Thursday

The Man Who Was Thursday (2016)

“Come quickly and hear me, oh Lord!”, declares man of the cloth Smith (François Arnaud), as he prays at the foot of his apartment bed in Providence, Rhode Island, having just awoken from a dream of lying in a burning church. “My soul is weakening. Do not hide your face from me. Do not let me be like the dead who go down to the Underworld.”

In keeping with his name, the conflicted Smith is an everyman, and his words are addressed to a God whose very existence this Catholic is starting to question. Having paid his dues as a prison chaplain for many years, and now leading a church in Providence, Rhode Island, Smith drinks and doubts his way through the daily motions of a priest’s calendar – the weddings, the funerals, the sermons, the confessions – and occasionally succumbs to other temptations of the flesh. Then, after crossing a line with a seductive churchgoer, and losing everything, he takes desperate measures that make his dream of altar-side hellfire a reality – and finds himself in Rome, flip-flopping as double-agent for a variety of conflicting causes.

If Balazs Juszt’s The Man Who Was Thursday opens with an infernal dream (which is also a premonition), its subsequent narrative will be dominated by oneiric shifts between a contemporary present and a past in the midst of Mussolini’s wartime dictatorship, with either time-frame regularly punctuated by the recurrent motif of Smith waking. His state of confusion is also ours, as his terms of reference, and the very fabric of his existence, keep changing, and his allegiances and trust are stretched this way and that. Smith is recruited from a Roman rehabilitation facility by old friend and ‘Vatican Intelligence’ agent Charles (Jordi Mollà) to infiltrate a shadowy outfit of youthful, ex-church anarchists and to identify their mysterious absentee leader, nicknamed Sunday. Smith (now codenamed Thursday) finds a hedonistic group, nominally led by fallen nun Saturday (Ana Ularu), and hell-bent on overthrowing the current order with their own religion-inverting brand of chaos.

Smith’s search for Sunday soon merges with parallel quests for other authority figures, whether Il Duce, the Pope, or God himself, as the wayward priest, who stated near the film’s beginning that he wanted to be “tested”, finds himself lost in a postmodern world of moral relativism where clashing values and loyalties all stake their competing claims on his divided soul. Uncertain whether it is God, Satan, or someone else entirely, who is manipulating the irrational play of events from behind the scenes, Smith struggles to work out who to believe, or to believe in – blind to the true identities of those right in front of his face. Meanwhile the genuinely blind Jack (Mark Ivanir), from behind the counter of his red-lit bar (with ‘REDRUM’, from The Shining, graffitied just outside), pours out ambiguous wisdoms along with bourbon, and serves as a medium between different realities.

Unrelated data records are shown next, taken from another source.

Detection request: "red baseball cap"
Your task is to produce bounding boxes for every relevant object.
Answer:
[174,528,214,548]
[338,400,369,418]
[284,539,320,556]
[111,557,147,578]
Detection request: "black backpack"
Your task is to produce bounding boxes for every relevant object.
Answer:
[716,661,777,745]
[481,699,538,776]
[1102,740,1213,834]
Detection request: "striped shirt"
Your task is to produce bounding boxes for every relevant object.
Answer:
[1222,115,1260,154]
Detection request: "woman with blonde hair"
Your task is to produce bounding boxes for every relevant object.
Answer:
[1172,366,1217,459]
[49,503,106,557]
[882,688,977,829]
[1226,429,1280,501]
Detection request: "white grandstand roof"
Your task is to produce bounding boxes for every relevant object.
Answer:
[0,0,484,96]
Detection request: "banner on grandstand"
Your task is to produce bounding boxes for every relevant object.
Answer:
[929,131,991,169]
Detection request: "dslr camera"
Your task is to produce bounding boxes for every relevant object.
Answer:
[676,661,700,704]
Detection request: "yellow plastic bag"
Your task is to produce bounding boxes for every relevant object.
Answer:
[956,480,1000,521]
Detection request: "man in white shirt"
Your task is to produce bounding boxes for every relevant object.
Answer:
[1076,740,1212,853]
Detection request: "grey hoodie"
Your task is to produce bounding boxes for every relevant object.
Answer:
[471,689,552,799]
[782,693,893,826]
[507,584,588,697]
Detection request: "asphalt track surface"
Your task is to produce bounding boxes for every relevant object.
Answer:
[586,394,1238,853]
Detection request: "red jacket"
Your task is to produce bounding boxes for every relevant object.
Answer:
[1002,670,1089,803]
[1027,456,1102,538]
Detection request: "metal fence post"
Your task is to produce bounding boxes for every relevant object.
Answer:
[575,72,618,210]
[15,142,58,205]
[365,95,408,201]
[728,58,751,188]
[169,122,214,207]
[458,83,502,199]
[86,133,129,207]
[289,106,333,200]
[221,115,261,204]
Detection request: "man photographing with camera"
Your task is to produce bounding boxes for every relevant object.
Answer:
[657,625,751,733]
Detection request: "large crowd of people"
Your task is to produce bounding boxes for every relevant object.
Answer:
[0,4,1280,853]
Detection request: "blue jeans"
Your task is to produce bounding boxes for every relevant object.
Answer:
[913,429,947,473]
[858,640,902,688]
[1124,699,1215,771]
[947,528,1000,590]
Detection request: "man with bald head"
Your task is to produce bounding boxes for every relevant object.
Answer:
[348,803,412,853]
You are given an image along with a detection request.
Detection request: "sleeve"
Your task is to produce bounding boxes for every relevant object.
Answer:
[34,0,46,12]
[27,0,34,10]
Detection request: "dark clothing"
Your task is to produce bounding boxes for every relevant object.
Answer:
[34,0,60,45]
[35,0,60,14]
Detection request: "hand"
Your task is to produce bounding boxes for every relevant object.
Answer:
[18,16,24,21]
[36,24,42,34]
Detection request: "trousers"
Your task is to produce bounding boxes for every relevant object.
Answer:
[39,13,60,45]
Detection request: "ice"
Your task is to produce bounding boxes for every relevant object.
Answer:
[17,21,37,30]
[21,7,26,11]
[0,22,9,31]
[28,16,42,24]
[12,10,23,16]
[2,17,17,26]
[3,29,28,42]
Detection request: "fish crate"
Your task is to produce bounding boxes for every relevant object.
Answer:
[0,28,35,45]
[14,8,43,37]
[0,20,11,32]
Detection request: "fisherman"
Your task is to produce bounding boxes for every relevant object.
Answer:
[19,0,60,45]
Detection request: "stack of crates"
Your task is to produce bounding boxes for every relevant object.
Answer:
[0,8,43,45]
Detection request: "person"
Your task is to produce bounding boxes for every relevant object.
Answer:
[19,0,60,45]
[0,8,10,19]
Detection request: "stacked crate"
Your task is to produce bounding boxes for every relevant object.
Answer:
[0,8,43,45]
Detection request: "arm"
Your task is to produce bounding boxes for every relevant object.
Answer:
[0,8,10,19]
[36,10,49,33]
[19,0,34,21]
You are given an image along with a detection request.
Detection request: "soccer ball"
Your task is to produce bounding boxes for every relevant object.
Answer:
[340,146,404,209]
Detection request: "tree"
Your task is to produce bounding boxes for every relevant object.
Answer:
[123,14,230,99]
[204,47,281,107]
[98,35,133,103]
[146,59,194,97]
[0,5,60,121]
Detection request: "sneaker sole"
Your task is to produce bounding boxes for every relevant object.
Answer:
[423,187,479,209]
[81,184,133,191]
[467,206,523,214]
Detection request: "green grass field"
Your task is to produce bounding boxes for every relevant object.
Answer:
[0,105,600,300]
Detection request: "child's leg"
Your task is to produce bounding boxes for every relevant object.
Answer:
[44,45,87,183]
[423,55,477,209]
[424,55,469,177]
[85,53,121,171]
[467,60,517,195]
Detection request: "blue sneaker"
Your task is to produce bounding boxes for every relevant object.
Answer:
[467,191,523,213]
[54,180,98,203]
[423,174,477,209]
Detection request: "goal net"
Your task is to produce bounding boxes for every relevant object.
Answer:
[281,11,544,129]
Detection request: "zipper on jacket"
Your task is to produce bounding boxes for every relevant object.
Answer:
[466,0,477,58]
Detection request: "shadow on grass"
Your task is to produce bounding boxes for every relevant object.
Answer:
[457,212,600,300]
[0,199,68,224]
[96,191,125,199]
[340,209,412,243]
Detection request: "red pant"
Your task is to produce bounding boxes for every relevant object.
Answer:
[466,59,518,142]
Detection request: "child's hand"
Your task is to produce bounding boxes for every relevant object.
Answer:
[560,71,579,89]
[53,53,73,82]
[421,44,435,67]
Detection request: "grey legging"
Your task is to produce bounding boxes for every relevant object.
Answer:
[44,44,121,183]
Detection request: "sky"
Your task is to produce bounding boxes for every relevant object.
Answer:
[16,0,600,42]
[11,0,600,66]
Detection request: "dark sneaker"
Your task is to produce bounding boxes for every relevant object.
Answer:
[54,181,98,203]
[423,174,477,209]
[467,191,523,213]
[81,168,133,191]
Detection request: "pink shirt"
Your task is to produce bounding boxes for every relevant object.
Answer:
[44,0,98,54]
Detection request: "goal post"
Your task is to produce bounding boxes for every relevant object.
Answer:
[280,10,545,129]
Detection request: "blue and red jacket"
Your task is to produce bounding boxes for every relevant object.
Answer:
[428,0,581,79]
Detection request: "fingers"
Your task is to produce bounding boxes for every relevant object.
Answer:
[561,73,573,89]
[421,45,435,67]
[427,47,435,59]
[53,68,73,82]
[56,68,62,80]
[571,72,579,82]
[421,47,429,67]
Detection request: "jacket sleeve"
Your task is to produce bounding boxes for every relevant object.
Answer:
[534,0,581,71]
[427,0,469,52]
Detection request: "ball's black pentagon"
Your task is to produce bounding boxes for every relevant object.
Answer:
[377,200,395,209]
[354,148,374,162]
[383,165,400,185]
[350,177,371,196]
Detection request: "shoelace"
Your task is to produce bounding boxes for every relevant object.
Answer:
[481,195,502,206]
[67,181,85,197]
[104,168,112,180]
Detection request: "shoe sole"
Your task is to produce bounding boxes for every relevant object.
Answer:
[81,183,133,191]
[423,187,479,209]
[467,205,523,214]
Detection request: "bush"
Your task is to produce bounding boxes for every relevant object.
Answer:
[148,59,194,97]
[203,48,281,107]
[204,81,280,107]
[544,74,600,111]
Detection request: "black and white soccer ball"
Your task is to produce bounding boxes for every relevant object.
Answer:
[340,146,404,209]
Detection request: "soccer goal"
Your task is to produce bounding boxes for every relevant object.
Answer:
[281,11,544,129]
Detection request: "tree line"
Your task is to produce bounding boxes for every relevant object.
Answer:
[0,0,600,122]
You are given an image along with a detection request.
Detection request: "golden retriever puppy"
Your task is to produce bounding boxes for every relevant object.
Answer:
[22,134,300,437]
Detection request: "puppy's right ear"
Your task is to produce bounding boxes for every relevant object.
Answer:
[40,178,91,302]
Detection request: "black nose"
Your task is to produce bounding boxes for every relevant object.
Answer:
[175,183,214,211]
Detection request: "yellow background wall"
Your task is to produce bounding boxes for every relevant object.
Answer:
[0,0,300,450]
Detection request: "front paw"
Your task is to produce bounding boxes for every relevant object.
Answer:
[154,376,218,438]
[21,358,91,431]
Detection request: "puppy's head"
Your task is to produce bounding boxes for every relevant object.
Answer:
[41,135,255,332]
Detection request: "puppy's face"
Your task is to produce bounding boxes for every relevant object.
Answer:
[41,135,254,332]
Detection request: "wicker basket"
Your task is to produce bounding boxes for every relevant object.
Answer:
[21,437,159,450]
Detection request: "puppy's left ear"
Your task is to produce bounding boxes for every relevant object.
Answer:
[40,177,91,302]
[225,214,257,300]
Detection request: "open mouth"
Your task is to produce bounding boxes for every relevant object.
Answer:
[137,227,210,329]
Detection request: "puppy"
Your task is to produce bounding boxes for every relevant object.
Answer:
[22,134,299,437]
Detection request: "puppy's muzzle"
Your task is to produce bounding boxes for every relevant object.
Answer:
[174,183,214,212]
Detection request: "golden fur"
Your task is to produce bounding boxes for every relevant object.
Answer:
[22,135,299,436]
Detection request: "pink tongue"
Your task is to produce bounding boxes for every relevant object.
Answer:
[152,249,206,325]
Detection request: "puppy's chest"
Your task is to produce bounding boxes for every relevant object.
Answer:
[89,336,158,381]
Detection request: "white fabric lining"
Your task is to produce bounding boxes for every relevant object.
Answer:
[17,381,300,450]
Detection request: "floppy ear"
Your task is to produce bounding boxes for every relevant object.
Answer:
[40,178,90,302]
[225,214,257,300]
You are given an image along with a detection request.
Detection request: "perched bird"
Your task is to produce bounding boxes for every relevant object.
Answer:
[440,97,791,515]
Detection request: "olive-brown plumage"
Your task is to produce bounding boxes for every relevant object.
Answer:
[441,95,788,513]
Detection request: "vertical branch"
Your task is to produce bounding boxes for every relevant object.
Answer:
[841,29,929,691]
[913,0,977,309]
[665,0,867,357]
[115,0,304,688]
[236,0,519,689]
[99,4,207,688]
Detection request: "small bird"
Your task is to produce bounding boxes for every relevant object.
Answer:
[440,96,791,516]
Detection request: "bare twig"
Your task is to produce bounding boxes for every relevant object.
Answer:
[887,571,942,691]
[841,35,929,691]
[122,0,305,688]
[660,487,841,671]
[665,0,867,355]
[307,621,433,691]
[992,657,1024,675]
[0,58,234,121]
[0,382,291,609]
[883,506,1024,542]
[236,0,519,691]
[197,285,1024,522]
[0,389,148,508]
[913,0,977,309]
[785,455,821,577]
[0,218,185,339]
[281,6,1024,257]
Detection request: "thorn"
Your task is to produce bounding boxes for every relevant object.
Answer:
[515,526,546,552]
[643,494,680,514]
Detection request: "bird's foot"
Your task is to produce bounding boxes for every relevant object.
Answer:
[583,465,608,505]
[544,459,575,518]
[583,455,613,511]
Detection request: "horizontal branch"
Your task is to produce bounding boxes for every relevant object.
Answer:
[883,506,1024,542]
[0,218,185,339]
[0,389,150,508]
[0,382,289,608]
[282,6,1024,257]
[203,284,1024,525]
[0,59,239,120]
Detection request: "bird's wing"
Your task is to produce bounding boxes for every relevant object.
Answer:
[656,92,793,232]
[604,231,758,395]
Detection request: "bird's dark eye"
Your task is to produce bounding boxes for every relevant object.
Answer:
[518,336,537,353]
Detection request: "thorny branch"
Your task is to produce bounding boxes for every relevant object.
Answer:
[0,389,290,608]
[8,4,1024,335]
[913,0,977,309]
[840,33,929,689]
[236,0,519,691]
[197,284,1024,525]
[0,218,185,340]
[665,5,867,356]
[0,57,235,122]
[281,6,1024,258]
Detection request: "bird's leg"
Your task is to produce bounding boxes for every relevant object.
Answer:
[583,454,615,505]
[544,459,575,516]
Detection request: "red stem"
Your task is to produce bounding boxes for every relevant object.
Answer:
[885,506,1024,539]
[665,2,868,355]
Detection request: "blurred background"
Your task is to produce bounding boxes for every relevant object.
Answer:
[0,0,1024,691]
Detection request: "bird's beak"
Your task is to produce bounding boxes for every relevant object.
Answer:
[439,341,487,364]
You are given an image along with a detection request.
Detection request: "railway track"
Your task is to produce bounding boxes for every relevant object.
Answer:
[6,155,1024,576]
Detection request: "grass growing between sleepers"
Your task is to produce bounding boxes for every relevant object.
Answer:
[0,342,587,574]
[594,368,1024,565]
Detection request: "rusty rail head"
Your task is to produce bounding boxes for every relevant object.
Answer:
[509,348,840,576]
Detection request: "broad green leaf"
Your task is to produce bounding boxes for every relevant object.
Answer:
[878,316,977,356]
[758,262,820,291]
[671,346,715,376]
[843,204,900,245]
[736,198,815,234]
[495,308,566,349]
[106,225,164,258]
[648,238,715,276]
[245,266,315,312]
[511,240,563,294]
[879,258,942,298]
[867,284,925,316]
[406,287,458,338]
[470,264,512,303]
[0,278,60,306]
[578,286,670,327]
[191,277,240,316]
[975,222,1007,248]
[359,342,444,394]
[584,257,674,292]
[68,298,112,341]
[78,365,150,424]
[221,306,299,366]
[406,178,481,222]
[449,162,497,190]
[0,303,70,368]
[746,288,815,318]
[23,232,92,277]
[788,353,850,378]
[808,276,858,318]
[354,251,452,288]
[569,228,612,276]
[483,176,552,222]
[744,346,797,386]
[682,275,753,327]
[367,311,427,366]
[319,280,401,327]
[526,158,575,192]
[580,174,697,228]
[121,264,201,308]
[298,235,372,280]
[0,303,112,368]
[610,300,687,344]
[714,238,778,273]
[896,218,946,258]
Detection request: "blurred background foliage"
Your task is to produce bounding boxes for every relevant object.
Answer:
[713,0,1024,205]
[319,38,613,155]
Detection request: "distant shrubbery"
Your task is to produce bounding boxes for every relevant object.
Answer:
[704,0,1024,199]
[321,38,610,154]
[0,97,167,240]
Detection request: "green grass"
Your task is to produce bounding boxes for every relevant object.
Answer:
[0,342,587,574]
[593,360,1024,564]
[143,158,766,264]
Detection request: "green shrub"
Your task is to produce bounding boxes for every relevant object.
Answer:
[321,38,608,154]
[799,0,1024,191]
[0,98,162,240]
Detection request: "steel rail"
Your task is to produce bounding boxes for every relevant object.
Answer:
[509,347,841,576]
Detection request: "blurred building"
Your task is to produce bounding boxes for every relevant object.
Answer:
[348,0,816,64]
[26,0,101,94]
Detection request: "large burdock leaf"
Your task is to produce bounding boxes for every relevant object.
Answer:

Ambiguities and double meanings abound in Juszt’s adaptation of G.K. Chesterton’s 1908 novel The Man Who Was Thursday. The original was both a metaphysical thriller and an allegory of its author’s religious views – but Juszt has foregrounded the book’s Christian aspect by relocating the action to the Catholic church itself, and turning its hero into a forsaken messiah nailed to an eternal, apocalyptic conflict that he never fully understands. Setting fascism against freedom, and hiding the devil in its details, this feature debut is an ambitious, sophisticated passion play that leaves Ron Howard’s dumb-assed The Da Vinci Code (2006) in its dust.